Secondly, the government spent a huge capital outlay on biometric verification machines with intention to curtail, if not totally remove, multiple voting by voters during public elections. The machines ended up not being value for money because Afari Gyan and the Supreme Court judges condoned instances where voters never went through biometric verifications but did cast their vote. Have Ghanaians sooner forgotten about the “NVNV” – No Verification No Vote –“If I say NVNV, I mean No Verification No Vote and if I say Verification, I mean biometrically” said Dr Kwadwo Afari Gyan.

Have we seen the dangerous precedent set by both the Electoral Commission and the Supreme Court for future public elections? How then can NPP cease bickering and move on in the stare of such ghastly electoral situation? We need to discuss it, inform the public about the impending dangerous situation and educate them on what to do or expect in future.

Any country that does neither remember its history nor revisit her past to be redirected cannot progress to expectation. Does the caller agree with Atuguba and Afari Gyan on their sycophantic dangerous views?

Finally, why should the Minority caucus in parliament sit around when the “stealer” NDC MPs do never vote exercising rationality but along unflinching loyalty to party lines? The NDC feel they are in majority; can easily outnumber the minority to pass any law at whim and therefore, do not care a hoot about the NPP MPs or anyone in Ghana except their kind.

The caller had wanted them to sit around but not voting to justify their salary for the day. By walking out, to him, means, they did not work for the day and hence the obligation to dock their salary by one day. Who cares?

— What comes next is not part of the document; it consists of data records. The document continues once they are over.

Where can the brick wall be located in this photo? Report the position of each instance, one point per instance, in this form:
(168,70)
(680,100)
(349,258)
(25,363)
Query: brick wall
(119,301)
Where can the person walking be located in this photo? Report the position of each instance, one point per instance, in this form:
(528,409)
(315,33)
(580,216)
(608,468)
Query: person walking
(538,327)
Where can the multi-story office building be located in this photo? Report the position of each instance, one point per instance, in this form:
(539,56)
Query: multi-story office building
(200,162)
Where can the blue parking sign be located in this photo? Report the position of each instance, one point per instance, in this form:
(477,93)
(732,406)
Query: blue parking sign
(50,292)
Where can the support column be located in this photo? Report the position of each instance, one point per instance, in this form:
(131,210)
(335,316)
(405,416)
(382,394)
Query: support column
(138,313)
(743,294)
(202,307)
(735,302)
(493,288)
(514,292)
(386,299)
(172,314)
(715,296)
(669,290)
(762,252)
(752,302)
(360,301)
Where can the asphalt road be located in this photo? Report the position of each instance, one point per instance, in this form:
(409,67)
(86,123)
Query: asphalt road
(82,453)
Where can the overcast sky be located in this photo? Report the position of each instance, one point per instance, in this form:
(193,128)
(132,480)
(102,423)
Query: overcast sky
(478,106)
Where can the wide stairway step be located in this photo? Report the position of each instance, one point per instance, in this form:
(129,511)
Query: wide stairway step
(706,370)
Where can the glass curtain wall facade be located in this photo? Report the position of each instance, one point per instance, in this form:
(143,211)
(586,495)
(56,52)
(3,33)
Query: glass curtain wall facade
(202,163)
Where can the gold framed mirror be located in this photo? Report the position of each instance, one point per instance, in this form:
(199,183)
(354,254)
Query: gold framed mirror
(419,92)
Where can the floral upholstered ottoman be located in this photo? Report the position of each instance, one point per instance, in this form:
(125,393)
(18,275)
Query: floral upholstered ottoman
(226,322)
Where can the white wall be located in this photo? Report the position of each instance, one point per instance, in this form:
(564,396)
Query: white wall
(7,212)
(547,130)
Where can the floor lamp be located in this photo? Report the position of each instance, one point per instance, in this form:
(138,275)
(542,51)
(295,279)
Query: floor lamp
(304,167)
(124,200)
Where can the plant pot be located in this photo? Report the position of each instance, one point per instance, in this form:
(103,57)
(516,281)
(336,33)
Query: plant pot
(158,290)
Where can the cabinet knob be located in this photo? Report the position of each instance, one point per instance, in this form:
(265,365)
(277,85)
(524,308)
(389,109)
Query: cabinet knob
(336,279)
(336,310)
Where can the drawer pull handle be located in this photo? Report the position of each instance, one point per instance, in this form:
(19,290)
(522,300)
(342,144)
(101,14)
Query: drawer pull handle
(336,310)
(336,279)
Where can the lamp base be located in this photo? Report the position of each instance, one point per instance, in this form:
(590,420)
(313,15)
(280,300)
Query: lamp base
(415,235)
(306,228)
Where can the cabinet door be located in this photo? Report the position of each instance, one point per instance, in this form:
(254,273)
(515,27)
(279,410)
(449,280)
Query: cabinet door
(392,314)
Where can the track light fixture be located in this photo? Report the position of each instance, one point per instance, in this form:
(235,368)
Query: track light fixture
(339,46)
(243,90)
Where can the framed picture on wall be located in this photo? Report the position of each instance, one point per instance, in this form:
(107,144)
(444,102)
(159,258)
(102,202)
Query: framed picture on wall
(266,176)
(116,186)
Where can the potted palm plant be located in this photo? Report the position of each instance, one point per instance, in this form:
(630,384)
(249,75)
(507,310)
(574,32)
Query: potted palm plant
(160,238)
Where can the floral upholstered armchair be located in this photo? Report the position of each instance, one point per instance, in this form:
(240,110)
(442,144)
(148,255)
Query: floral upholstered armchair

How would the ordinary Ghanaian know the NPP were against the increment of the VAT which was not brought on to the floor for discussion but only brought to vote on in haste?

Would Ghanaians please refer to my publication on Modernghana and SpyGhana under their Feature Article of 3 September 2013, titled, “The Repercussions of the Supreme Court Verdict”, to be aware of the dangers ahead of Ghana in future public elections?

The NPP cannot stop bickering until the NDC have stopped their corruption, thievery and disrespect for Ghanaians, that caller had better take note.

I dedicate this publication to all intelligent Ghanaians who have the love of Ghana at heart.